The vaccine is recommended for girls age 9 to 14 and protects against HPV, which can cause cervical cancer, the fourth most common cancer among women, according to Newsweek. But removing some of the potentially life-threatening consequences of sex really freaks some parents out!

“When parents are asked why they are hesitant to have their children receive the vaccine, one of the key issues they identify is the concern that the vaccine will encourage children and adolescents to make poorer sexual health choices,” said Gina Ogilvie, lead author of the study, in an interview with Newsweek.

As Jezebel reported several years ago, parents are often concerned that the vaccine will encourage girls to have sex, period (although the Centers for Disease Control found no such evidence).

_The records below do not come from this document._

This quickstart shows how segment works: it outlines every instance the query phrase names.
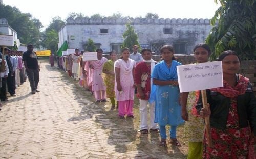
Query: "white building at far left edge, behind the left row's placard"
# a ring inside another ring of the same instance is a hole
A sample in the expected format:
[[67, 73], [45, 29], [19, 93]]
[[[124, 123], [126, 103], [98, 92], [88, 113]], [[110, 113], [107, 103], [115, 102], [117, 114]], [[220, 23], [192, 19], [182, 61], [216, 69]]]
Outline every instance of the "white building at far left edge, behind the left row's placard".
[[5, 18], [0, 19], [0, 34], [13, 35], [13, 41], [16, 41], [17, 46], [20, 45], [17, 32], [8, 25], [8, 22]]

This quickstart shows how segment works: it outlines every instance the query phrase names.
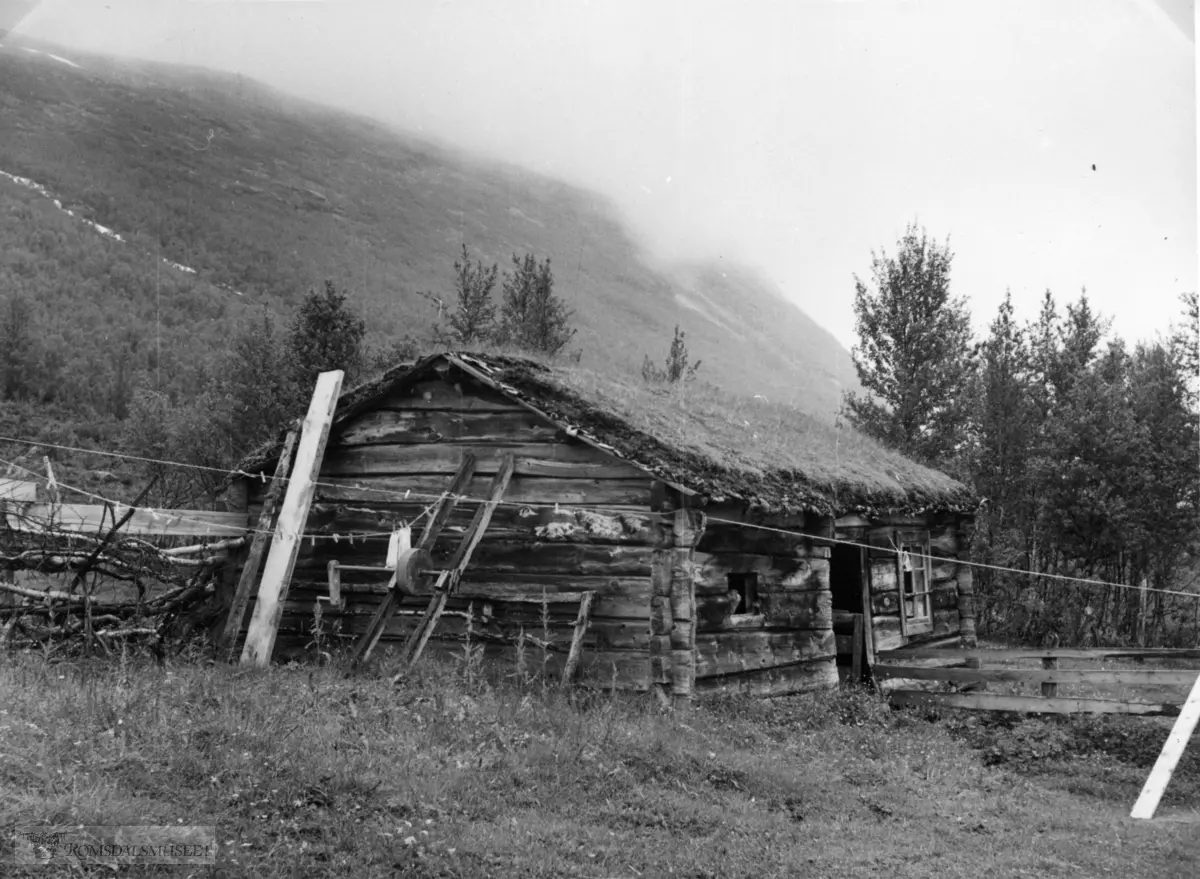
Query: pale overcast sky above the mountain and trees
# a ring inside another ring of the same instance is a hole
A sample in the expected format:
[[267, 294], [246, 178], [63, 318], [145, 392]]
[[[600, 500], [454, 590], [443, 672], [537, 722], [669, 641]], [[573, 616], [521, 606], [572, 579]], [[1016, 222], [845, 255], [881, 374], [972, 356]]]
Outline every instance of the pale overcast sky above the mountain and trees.
[[[46, 0], [18, 30], [238, 71], [614, 198], [847, 346], [916, 219], [983, 328], [1082, 287], [1130, 340], [1196, 288], [1189, 0]], [[1094, 166], [1094, 169], [1093, 169]], [[553, 256], [553, 255], [551, 255]]]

This latest study found that the introduction of an HPV vaccine program in British Columbia schools in 2008 led to neither increased sexual behavior nor increased sexual risk. It surveyed nearly 300,000 heterosexual girls over the course of a decade. Newsweek explains:

From 2003 to 2013, the proportion of girls who had sex dropped from 21.3 to 18.3 percent. Girls who had sex before the age of 14, and substance use before intercourse “dropped significantly,” the authors of the study wrote. Girls were more likely to use condoms and contraception in 2013 than 2003. Rates of pregnancies fell, while the average number of sexual partners remained largely the same.

“These findings are consistent with studies in Scandinavia, and smaller clinic-based studies in the U.S., that confirm that adolescent young women do not make poor sexual health choices after the HPV vaccine,” said the study’s co-author, Elizabeth Saewyc of the University of British Columbia. “Teens today make healthier decisions about sex than their older peers—or even their parents.” So there.